Author explores fortuitous happenings of life

PHOTO: Leon Gildin still uses the IBM Selectric typewriter he brought home when he closed his law firm in 1996 after practicing for more than 40 years.

Author Leon Gildin, 89, enjoys discussing his new book, The Polski Trilogy, which begins with his award-winning fictionalized account of the real Hotel Polski, where many survivors of the Warsaw ghetto were lured by the Nazis with promises of exit visas.

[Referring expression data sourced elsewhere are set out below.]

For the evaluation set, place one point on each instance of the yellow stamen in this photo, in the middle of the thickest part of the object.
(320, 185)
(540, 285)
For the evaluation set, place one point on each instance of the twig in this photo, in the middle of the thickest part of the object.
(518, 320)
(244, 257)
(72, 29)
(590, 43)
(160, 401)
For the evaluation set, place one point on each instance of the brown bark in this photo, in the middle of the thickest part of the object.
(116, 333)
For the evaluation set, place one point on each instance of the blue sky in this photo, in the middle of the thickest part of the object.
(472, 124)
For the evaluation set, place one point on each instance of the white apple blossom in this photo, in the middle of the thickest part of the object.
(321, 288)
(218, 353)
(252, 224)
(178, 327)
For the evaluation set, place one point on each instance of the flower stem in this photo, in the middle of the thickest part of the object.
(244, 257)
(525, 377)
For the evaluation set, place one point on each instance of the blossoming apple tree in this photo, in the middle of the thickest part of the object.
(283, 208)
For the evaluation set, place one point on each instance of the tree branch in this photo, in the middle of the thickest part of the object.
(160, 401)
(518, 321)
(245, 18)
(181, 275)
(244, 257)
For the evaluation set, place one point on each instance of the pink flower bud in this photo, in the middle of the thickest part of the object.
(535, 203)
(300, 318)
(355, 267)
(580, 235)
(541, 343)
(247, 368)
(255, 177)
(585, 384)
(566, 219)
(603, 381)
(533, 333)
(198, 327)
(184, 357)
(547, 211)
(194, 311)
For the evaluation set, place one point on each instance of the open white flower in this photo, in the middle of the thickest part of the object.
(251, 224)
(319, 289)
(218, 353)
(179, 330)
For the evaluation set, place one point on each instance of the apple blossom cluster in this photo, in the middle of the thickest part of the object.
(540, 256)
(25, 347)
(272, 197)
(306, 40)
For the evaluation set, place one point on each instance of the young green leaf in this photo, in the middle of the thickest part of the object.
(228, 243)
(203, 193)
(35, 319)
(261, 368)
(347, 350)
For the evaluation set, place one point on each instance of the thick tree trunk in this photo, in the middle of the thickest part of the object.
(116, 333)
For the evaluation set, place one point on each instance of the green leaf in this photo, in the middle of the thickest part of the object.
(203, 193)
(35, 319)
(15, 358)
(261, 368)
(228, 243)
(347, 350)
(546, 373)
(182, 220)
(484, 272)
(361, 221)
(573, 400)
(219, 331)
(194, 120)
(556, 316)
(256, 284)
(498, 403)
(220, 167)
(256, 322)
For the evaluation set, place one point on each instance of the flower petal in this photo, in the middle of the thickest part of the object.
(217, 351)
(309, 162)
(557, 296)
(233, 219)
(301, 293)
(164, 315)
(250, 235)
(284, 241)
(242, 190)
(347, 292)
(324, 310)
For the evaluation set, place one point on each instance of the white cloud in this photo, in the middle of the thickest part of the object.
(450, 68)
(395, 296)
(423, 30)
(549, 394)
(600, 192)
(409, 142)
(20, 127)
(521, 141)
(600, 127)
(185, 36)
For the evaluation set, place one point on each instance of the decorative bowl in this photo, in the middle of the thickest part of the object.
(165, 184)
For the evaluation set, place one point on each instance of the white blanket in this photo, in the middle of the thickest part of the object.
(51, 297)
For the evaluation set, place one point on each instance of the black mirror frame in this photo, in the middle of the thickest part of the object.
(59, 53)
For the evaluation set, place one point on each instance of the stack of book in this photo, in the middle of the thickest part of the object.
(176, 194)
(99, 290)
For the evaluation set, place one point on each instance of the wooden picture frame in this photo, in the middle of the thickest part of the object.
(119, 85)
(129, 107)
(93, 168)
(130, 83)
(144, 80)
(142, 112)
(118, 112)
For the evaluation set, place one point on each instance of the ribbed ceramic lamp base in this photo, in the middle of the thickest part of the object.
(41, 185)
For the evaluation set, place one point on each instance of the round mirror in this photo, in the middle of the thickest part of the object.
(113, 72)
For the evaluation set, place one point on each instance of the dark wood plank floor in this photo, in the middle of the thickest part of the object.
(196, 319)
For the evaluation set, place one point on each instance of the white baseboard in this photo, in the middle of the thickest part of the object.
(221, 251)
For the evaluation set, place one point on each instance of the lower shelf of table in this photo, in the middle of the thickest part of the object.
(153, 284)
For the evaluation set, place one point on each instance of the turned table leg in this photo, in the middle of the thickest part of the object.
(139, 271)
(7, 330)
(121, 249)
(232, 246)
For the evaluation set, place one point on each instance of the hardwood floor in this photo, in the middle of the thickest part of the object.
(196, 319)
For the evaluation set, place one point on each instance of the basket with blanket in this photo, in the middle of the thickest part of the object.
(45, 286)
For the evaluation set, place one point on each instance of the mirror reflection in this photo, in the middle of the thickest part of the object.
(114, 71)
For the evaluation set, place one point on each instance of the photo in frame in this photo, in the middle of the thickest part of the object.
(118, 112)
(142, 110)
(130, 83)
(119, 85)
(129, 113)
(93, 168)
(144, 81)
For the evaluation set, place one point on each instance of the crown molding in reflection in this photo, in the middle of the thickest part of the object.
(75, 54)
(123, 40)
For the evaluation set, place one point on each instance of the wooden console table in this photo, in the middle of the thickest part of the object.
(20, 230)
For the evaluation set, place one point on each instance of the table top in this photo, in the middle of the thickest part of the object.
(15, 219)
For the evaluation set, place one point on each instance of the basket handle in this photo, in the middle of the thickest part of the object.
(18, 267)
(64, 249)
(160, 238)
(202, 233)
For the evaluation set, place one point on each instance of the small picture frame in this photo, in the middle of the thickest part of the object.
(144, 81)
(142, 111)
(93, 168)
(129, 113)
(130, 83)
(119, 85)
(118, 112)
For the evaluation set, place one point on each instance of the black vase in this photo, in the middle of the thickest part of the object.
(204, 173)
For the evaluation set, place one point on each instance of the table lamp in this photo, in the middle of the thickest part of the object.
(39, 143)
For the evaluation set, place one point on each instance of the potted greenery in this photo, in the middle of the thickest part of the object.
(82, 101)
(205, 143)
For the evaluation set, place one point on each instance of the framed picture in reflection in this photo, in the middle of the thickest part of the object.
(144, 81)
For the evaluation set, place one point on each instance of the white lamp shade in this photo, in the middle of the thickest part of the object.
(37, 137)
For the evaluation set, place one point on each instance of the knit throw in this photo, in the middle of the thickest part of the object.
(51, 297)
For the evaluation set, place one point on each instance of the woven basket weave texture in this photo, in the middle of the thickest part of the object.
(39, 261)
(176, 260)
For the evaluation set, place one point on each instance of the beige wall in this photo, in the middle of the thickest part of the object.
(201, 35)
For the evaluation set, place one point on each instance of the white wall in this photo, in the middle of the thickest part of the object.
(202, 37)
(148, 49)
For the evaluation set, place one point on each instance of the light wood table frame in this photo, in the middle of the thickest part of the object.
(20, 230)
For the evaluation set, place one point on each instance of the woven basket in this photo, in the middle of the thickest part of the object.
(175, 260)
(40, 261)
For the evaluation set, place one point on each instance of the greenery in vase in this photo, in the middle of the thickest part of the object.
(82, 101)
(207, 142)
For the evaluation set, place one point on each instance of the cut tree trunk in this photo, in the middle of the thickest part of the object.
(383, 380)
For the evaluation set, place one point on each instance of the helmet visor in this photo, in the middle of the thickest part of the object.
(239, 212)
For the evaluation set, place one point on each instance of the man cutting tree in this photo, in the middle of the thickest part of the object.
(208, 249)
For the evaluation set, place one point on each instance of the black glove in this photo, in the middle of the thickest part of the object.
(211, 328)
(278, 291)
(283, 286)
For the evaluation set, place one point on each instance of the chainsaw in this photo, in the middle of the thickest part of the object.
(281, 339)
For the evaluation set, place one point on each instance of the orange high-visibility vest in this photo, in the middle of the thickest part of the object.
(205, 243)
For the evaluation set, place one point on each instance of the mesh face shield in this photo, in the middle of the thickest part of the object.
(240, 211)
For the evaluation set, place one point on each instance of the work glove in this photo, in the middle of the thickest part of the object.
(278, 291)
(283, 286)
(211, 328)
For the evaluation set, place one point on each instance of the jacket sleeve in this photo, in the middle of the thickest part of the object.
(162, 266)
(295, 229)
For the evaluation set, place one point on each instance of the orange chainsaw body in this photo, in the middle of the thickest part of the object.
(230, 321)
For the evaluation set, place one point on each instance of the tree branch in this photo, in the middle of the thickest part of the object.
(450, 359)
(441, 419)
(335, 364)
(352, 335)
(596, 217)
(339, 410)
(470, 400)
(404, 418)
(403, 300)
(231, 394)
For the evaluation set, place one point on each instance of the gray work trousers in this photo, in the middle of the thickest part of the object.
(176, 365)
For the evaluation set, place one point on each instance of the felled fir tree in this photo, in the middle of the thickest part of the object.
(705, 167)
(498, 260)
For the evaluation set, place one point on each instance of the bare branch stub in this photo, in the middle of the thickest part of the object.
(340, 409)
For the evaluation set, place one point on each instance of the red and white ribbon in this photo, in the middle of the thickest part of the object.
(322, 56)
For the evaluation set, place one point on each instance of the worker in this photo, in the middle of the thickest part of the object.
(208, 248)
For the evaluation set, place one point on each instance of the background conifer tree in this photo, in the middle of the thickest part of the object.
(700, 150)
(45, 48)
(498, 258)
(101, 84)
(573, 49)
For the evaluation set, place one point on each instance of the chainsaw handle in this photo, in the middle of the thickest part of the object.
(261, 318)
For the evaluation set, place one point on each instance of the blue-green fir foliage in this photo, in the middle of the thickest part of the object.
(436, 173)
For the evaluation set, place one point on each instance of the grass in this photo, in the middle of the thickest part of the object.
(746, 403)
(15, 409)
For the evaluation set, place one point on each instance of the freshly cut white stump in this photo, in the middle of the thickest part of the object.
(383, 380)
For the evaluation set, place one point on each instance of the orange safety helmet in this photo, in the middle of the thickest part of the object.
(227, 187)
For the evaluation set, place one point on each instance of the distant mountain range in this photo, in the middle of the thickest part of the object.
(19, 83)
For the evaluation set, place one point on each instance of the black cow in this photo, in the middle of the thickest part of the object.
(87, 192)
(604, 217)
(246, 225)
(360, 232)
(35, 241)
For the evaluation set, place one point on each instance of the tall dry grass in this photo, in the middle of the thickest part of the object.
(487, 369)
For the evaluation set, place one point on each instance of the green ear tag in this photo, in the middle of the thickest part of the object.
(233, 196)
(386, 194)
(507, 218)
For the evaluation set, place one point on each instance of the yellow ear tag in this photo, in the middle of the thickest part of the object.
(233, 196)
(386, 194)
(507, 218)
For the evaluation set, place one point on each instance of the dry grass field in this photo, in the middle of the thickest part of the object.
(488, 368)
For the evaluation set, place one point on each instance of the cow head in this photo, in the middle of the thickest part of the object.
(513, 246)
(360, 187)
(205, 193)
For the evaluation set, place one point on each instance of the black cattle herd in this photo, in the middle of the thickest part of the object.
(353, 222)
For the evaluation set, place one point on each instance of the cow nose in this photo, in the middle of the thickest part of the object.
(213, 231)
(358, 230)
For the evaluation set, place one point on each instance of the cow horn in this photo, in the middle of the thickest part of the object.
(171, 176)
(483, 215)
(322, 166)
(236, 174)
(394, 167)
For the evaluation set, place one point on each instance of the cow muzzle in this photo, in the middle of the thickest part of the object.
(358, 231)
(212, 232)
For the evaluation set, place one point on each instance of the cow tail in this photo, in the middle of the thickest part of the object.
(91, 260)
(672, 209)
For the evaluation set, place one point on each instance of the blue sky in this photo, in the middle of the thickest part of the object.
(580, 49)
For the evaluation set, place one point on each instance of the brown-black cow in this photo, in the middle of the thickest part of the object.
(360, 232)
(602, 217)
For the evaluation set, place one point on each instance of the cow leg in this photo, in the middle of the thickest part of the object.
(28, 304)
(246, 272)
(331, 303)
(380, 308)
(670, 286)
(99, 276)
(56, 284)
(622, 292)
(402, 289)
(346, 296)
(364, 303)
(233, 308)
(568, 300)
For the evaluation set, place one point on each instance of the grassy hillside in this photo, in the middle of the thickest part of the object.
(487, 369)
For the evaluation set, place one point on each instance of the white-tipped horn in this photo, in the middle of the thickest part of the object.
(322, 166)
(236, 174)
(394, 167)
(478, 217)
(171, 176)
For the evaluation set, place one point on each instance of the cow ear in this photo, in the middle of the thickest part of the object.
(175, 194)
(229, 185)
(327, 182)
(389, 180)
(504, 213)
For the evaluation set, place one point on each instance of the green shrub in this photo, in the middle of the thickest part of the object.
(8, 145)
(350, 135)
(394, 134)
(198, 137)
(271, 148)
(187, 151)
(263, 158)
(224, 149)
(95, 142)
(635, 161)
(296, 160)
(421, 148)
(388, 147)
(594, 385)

While many were sent to their deaths, some did receive the foreign papers of deceased Jews and were able to emigrate.

In addition to the 2009 novel The Polski Affair, which won the International Book Award for Historical Fiction in 2010, the trilogy includes the sequel, The Family Affair, published in 2011, and the new conclusion of the family saga, The Final Affair.

Leon also is the author of You Can’t Do Business (or most anything else) Without Yiddish (published in 2000 Hippocrene Books) and The Poems of H. Leivick and Others: Yiddish Poetry in Translation (published in 2015 by Finishing Line Press).

I read the first two novels in the new trilogy for a profile of Leon and his work in 2014.

Though the subject is obviously horrendous, I really enjoyed the first book’s tale of the Jewish partisan Rosa, who is sent to the hotel to spy for the partisans but gets caught in the hotel’s web. Rosa and her friend, Itzhik, whose spouses and children were killed by the Nazis, get coveted exit visas with new identities (Anna and Chaim). When Rosa/Anna is called to testify at the hotel commandant’s war crimes trial, the experience haunts her. The characters in the book reacted to horrible situations in understandably complex ways.

I found the second book fascinating, but less satisfying. The reactions of the characters (now living in Israel) did not have the ring of truth I felt in the first book. Anna and Chaim raise their children and thrive in Israel, yet her experiences during the war continue to haunt Anna and ultimately lead to the dissolution of the family.

When I told Leon of my reaction to the second book, he was surprised.

“I liked the second book more,” says Leon. “The amount of fortuitous and unexpected happenings in the second book were more interesting than the first. … The first and third books are, in their own way, self-contained stories. Each deals with two families and how they act and react to the incidents and times in which they live.

“However, the second book is a far wider experience, more characters, more interaction, more emotion, i.e., the death of Sholom’s wife and his remarriage; the discovery of Father Joseph and his conversion to Yossi; the colonel no longer being a Nazi officer but becoming a father figure; the Colonel’s daughter, Liese, developing a relationship with Father Joseph. … Ups and downs, disjointed, fortuitous happenings, but isn’t that what life is all about?”

There was one aspect of the second book on which Leon and I are in complete agreement – the ending left me feeling unsettled and unsatisfied. Leon agrees, saying he wrote the third book because, “I was unhappy with the way I ended the second book … I needed to resolve the unresolved issues.”

The third book reaches beyond the family and Israel to explore the lingering, far-reaching effects of the Holocaust. Survivors and their descendants continue to struggle with the horrors and nightmares. But the novel also shares the impact on relatives living in safe nations during the war who search for decades to learn the fate of their relatives who had remained in Poland.

The trilogy was well worth reading, and I enjoyed my discussions with Leon about the stories.